Friday, July 01, 2011

Word verification for comments

Word verification for comments is now enabled. I hate doing this. I have resisted it for almost five years. I could handle it when the spam comments only averaged about ten a day, but this week some ass-clown has been bombarding me with about a hundred a day, and I just can't stand it anymore. It appears that a bot is going through my archives and trying to submit a comment (there's a rotating list of maybe 20 generic comments) on every single one of them, and it's driving me crazy. I'm really sorry to add to the difficulty of posting a comment for the rest of you, but I don't know of any other way to stop it.

9 comments:

Josie said...

I guess that happens when you're The Poker Grump.

Word verification is xlingo.

Anonymous said...

Stupid question...How does word verification halt this kind of behavior?

Rakewell said...

Anon: Why should I answer if it's a stupid question? For that matter, why would you ask a stupid question? Are you a stupid person?

I don't think it's a stupid question, but as long as you do, I won't waste time answering it. If you decide to ask again, this time without the assertion that it's a stupid question, you're likely to get your answer.

Sebastian X said...

It is a very minor inconvenience to type in a short word verification so I do not understand why doing this upsets you at all.

I did hear of an operation that worked around word verification by having a site featuring attractive women where they would automatically put up the graphics they wanted to crack and each time what the user put in worked for them, a picture of the model would be shown with one less item of clothing.

By the way, can I interest you in buying a convincing fake Rolex? Impress your friends!

THOMAS said...

anon...it helps by making a human have to type in a "password", per se, in order to have a comment submitted. without this, any bot can spam a website.

Anonymous said...

Since I was the Anonymous writer who prefaced my last post with "Stupid question", I'm kind of floored that my attempt at being self-deprecating would evoke such a negative response from you, Rakewell. I've been a loyal reader of your blog for years and am totally taken aback by this response...I was trying to preface my computer/blog ignorance, not be literal that I'm "stupid", but that the question could be perceived as such by more sophisticated computer types.

Thomas, thanks for the answer.

Rakewell said...

I'm sorry if my comment seemed to be attacking you. My intention was the opposite--to try to get you to be nonapologetic and unembarrassed about asking questions.
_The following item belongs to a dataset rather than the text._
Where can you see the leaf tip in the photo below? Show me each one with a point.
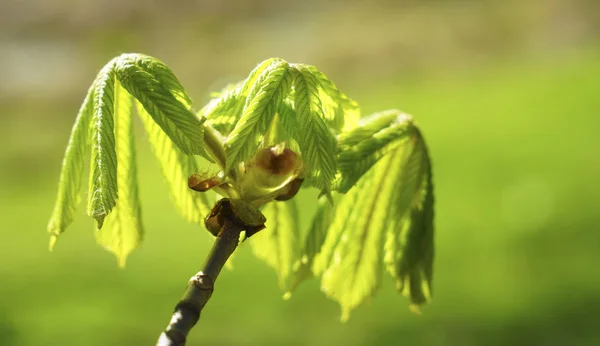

There are stupid questions, but most are not. I would say it's a stupid question if it's something that I just answered and you weren't reading carefully, or if it's something that there's some reason that you should already know. In this case, neither applies. I can't think of why you or anybody else should automatically know how word verification thwarts spammers.

As was already said, at least so far the automatic spamming bots aren't capable of reading the distorted typefaces used in word verification images. A real human can pass the test, but it takes time and slows them down. The most annoying spam comments come from automated bots that submit them in mass quantities, and word verification mostly stops them from succeeding, and therefore keeps me from having to review dozens of messages a day to publish or send to the trash.

My advice: Don't ask stupid questions, and don't label ordinary, non-stupid questions as stupid questions. The fact that you don't know something doesn't make it a stupid question--it just makes it a question.

Anonymous said...

Touche, Rakewell. Thanx for clarifying. Keep up the great work...BTW, how do I get out of "Anonymous" status? Can I do so by just signing in off my Google Account?

Rakewell said...

I think so. (I can't really check that, because the system recognizes me as the blog owner, so I can't replicate your experience.)